Tutti balzarono in piedi. Il Governatore della città si alzò dal suo scanno. Ma nessuno fu più sorpreso degli zatterieri elfici che sedevano all'estremità più bassa della sala. Facendosi largo a spintoni fin davanti alla tavola del Governatore gridarono:

«Questi sono prigionieri del nostro re che sono evasi, Nani girovaghi e vagabondi che non hanno saputo giustificare in modo plausibile la loro presenza nei boschi, spioni e molestatori della nostra gente!»

«E vero?» domandò il Governatore. In realtà egli riteneva questa versione molto più credibile che non il ritorno del Re sotto la Montagna, ammesso che una persona del genere fosse mai esistita.

«E vero che siamo stati subdolamente attratti in un'imboscata dagli Elfi e imprigionati senza ragione mentre eravamo in viaggio per ritornare alla nostra terra» rispose Thorin. «Ma né serratura né sbarre possono fermare coloro che tornano a casa secondo le antiche profezie. Né questa città fa parte del reame degli Elfi Silvani. Io parlo col Governatore della città degli Uomini del Lago, non con i barcaioli del re.»

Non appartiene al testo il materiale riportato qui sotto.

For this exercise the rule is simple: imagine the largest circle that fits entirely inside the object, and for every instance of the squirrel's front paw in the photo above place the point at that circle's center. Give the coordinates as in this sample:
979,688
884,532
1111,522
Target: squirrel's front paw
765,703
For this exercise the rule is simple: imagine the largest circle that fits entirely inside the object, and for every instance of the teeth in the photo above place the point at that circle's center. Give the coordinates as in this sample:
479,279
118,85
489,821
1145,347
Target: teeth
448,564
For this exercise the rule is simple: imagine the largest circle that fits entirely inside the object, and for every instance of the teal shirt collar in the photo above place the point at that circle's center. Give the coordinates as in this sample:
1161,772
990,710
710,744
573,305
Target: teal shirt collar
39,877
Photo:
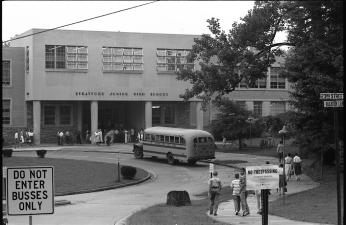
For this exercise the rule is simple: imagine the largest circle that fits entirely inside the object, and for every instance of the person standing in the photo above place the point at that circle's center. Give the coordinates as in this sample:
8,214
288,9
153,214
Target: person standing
297,164
243,193
280,151
16,139
132,135
87,137
141,135
235,185
288,166
215,187
282,182
61,138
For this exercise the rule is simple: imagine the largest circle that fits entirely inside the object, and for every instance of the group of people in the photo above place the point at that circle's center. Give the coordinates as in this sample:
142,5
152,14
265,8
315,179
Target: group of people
115,136
68,137
239,191
23,137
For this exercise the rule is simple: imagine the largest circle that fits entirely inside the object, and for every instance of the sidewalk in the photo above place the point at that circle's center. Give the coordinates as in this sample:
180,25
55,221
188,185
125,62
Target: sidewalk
226,212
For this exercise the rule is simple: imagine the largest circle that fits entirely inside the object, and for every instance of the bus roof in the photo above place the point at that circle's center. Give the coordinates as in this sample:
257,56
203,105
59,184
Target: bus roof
176,131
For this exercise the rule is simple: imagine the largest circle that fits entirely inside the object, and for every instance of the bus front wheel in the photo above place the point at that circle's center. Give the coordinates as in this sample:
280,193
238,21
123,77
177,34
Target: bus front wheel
191,162
170,158
138,153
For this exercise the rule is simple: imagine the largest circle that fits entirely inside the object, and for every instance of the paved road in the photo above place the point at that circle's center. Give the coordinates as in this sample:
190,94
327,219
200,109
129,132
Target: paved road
113,206
109,207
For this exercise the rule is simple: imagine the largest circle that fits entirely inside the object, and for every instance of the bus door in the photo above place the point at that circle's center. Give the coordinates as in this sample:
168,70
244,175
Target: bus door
203,146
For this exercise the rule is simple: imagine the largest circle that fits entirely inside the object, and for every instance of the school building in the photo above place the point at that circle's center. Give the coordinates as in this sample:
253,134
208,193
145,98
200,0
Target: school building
88,80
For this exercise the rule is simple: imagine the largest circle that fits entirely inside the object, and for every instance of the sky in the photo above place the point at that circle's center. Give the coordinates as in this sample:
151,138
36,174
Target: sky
172,17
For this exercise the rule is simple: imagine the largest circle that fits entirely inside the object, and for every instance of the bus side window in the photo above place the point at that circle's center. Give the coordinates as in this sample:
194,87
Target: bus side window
171,139
182,140
176,140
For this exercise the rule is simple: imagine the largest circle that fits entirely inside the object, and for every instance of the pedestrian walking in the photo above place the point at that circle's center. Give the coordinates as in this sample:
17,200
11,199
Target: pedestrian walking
132,135
224,141
140,135
280,151
215,187
78,137
87,137
297,164
61,138
16,139
30,137
243,193
288,166
282,182
258,199
235,186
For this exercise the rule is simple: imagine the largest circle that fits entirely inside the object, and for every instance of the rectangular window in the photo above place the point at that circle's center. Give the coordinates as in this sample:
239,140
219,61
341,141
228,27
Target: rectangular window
6,73
49,115
169,115
27,59
241,104
257,108
277,107
6,112
65,115
66,57
130,59
156,115
171,60
276,81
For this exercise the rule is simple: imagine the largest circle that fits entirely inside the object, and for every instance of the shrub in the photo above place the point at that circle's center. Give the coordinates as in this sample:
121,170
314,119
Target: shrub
41,153
7,152
128,172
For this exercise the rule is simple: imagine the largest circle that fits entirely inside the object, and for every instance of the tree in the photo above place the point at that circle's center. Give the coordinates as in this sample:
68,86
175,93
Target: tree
314,66
244,53
231,122
314,63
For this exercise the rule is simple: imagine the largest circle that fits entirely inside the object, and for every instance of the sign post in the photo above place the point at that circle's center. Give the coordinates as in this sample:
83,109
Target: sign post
30,191
211,169
335,100
263,178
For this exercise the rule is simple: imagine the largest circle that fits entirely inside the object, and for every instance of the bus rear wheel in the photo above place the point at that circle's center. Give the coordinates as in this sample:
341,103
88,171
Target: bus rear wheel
191,162
170,159
138,153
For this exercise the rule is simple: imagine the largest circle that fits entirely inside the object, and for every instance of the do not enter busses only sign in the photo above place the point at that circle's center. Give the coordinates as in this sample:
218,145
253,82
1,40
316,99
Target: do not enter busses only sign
30,190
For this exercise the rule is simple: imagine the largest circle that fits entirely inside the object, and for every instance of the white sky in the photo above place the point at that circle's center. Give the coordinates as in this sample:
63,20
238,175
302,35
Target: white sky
180,17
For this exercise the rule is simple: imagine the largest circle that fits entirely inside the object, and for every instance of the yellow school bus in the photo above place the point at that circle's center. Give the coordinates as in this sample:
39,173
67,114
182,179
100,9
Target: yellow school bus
176,144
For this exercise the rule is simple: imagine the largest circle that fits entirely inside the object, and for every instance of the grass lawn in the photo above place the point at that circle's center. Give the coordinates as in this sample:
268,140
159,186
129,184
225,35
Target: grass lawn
195,214
318,205
76,176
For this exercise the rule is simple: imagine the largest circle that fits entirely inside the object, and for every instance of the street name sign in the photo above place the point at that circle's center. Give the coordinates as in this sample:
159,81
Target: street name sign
262,177
333,104
331,96
30,190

Allora il Governatore esitò e rivolse lo sguardo dall'uno agli altri. Il re degli Elfi era molto potente da quelle parti, e il Governatore non desiderava che ci fosse ostilità tra loro, né faceva gran conto delle vecchie canzoni, perché tutta la sua attenzione era rivolta al commercio e ai pedaggi, ai carichi e all'oro, e proprio a questo doveva la sua posizione. Altri tuttavia erano di diverso parere e la questione si risolse rapidamente senza di lui: la novità si era diffusa come il fuoco dalle porte della sala per tutta la città. La gente gridava dentro e fuori, e le banchine si riempirono in un baleno. Alcuni cominciarono a cantare brani di vecchie canzoni che parlavano del ritorno del Re sotto la Montagna; che fosse ritornato il nipote di Thror, e non Thror in persona, non li preoccupava minimamente. Altri si unirono al coro e il canto risonò alto e chiaro sopra il lago.